We Don't Need More Programmers, We Need Better Tools - mschoebel
http://geekregator.com/2015-03-24-we_dont_need_more_programmers_we_need_better_tools.html

======
enkiv2
When people suggest teaching everyone in school to code, nobody (or at least
nobody sensible) is suggesting that some large number of those people actually
go into programming as a profession. Instead, it's because the basic critical
thinking and problem solving skills required to solve even simple programming
tasks can vastly benefit people in other walks of life.

Already, any real scientist will need to code in rudimentary ways as part of
their job. A linguist will need to be comfortable with unix text processing
tools and probably python. A physicist will know enough FORTRAN to write novel
simulations using the vast swaths of mediocre FORTRAN code written by
physicists before him. This level of working knowledge is the ideal; it's what
the mediocre programmers already flooding the field maxed out on, and it would
be just fine for them if they took advantage of it in a different field. A
person in any field can benefit from knowing how to code (as is demonstrated
by the wonderful generative art and generative writing produced by artists and
novelists who can code).

Mathematics is mandatory in school not because high school graduates are going
to go out and perform calculus daily while they make change for customers at
McDonalds, but because (at least in theory) if they can learn to solve word
problems they can learn to reason about things like state lotteries, ponzi
schemes, and other tricks hidden out in the real world that prey on people who
are unable to think clearly and deeply. Elementary programming experience
teaches that kind of thinking far better than word problems do.

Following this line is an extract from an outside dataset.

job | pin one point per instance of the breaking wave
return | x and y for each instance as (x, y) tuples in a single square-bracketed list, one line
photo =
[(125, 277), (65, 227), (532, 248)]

(There's one more utility for universal CS education, which is that it opens
up the possibility of high-paying CS jobs to people with natural talents who
are stuck in socioeconomic situations that prevent them from having adequate
exposure to computers. This is relatively wide-spread, even in the united
states -- poor black families without computers at home, living in areas where
computer access through schools and libraries is heavily limited. By producing
a system that expands exposure explicitly to those groups, because of scale,
you almost guarantee creating the circumstances that produce a handful of
really skilled people who would otherwise have never had the necessary early
exposure and would have spent the rest of their lives working in an industry
that didn't benefit from their genius.)